3.2 Het ancien regime
Al sinds de middeleeuwen was de Franse samenleving een standensamenleving. De
maatschappij was ingedeeld in standen met ieder hun eigen plaats en taken. Je geboorte
bepaalde de stand waartoe je behoorde. Er waren 3 standen:
👑Geestelijkheid. Hun taak was om te bidden
👑Adel. Edelen moesten vechten in de oorlogen en de koning helpen bij het bestuur
👑De bovenste laag bestond uit rijke burgers (kooplieden, rechter en bankiers) die in steden
woonden. Daaronder kwamen ambachtslieden en winkeliers die ook in steden woonden. De
onderste laag bestond uit arme loonarbeiders en boeren
Veel boeren bezaten maar een klein stukje land of huurden land van een landheer. Na een
betaling van pracht en belastingen bleef er weinig voor henzelf over. Lage geestelijken
(priesters) kwamen meestal wel uit de derde stand.

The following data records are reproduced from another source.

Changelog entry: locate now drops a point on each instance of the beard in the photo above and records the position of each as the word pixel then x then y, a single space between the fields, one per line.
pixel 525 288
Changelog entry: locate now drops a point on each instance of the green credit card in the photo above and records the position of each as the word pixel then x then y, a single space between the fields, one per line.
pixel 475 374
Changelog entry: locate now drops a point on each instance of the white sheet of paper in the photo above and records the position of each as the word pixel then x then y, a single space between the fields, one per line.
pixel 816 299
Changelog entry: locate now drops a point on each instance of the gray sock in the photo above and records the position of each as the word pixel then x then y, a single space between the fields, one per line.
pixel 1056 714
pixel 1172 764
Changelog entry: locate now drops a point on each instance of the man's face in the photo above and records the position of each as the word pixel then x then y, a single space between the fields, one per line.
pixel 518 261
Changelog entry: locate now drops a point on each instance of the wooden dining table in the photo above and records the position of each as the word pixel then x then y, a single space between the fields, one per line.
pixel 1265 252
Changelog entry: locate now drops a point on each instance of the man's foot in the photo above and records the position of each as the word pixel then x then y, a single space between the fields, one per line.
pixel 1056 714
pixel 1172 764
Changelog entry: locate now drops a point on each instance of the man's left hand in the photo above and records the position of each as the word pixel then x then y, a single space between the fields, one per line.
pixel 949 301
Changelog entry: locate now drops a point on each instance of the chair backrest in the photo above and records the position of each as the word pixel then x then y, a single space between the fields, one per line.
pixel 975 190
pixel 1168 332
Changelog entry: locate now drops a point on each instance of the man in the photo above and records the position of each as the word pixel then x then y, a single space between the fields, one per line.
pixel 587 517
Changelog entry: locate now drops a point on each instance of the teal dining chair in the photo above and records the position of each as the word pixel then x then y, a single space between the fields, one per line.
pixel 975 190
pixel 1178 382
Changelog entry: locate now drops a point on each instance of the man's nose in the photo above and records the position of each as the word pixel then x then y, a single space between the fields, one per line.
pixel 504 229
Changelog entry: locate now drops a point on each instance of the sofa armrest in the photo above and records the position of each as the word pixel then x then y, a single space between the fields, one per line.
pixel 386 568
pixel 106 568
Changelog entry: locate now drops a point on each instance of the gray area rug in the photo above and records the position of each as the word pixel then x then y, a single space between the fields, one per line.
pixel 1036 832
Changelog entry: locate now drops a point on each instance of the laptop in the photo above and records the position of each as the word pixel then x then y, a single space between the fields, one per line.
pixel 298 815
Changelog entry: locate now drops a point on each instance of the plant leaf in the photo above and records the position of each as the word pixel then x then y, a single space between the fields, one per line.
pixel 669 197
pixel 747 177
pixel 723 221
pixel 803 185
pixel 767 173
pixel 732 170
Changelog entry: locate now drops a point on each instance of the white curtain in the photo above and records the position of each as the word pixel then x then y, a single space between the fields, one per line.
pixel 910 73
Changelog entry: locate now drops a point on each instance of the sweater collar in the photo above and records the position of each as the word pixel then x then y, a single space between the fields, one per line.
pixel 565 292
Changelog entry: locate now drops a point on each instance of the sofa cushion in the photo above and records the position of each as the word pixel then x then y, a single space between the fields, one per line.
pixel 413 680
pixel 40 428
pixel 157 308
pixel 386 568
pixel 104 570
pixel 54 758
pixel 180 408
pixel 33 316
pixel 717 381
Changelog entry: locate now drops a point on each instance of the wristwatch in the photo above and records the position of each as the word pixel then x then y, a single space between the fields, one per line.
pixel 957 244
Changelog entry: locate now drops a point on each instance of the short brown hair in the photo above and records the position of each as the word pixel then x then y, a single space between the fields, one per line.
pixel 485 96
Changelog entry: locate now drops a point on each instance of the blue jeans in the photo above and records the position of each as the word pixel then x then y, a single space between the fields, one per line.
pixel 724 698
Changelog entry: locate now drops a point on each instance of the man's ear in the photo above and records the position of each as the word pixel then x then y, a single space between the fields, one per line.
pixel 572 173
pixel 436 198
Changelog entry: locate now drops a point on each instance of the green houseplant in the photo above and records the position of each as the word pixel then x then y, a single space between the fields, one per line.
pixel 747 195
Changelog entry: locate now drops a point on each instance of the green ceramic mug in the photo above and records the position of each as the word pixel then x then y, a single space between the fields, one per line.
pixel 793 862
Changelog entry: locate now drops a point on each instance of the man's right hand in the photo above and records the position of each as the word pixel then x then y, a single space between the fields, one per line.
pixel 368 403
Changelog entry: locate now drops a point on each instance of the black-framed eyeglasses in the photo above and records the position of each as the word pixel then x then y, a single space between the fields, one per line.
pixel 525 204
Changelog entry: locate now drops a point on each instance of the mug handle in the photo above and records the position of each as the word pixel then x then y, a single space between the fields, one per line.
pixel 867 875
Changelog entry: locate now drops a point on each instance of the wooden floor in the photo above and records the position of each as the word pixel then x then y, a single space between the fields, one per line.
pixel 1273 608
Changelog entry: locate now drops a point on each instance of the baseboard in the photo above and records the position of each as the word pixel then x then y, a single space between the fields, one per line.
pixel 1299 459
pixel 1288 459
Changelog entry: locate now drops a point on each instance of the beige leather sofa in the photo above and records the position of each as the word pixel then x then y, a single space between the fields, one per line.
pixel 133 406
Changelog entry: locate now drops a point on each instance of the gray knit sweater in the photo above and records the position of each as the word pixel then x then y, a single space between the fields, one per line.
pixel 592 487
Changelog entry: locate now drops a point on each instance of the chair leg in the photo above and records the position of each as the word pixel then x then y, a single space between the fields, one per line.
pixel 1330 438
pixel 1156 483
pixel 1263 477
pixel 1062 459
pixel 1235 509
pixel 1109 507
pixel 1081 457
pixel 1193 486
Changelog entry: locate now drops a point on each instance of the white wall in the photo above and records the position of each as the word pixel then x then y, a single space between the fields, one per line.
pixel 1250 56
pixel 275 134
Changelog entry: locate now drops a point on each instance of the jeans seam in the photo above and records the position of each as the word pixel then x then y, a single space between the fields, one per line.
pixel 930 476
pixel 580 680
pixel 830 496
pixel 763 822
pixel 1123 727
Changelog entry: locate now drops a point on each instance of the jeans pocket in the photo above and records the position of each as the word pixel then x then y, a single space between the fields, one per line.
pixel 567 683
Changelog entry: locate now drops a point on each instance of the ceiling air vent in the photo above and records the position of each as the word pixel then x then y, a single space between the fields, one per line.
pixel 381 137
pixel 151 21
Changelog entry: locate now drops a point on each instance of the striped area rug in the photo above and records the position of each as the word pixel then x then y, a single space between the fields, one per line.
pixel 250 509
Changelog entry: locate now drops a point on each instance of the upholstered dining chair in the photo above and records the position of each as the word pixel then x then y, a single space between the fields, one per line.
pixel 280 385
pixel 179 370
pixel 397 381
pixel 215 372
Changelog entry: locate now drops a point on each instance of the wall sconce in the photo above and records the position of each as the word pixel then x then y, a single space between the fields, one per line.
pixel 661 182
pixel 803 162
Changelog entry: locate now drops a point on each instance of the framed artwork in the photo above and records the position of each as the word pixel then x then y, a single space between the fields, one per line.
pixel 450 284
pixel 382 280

In frankrijk hadden de eerste en tweede
stand allerlei privileges (voorrechten). Ze hoefden geen belasting te betalen en hadden een
eigen rechtbank. De adel en geestelijkheid bezaten veel grond. De boeren moesten 1 of
meer dagen gratis voor hen werken (herendiensten). Mensen uit de 3e stand moesten wel
belasting betalen en kregen bij een misdaad strengere straffen opgelegd dan de
geestelijkheid en de adel. Het betalen van belastingen veroorzaakte erge problemen zoals
de belastingen op voedsel werden verhoogd waardoor de voedselprijzen stegen. Veel
boeren kwamen in grote problemen omdat ze ook bij een mislukte oost belastingen moesten
afdragen. Rijke burgers konden de belastingen wel betalen maar vonden het oneerlijk dat
hun niets te zeggen hebben in het bestuur, ze willen ook alleen hogere belastingen betalen
als ze ook meer inspraak in het bestuur kregen.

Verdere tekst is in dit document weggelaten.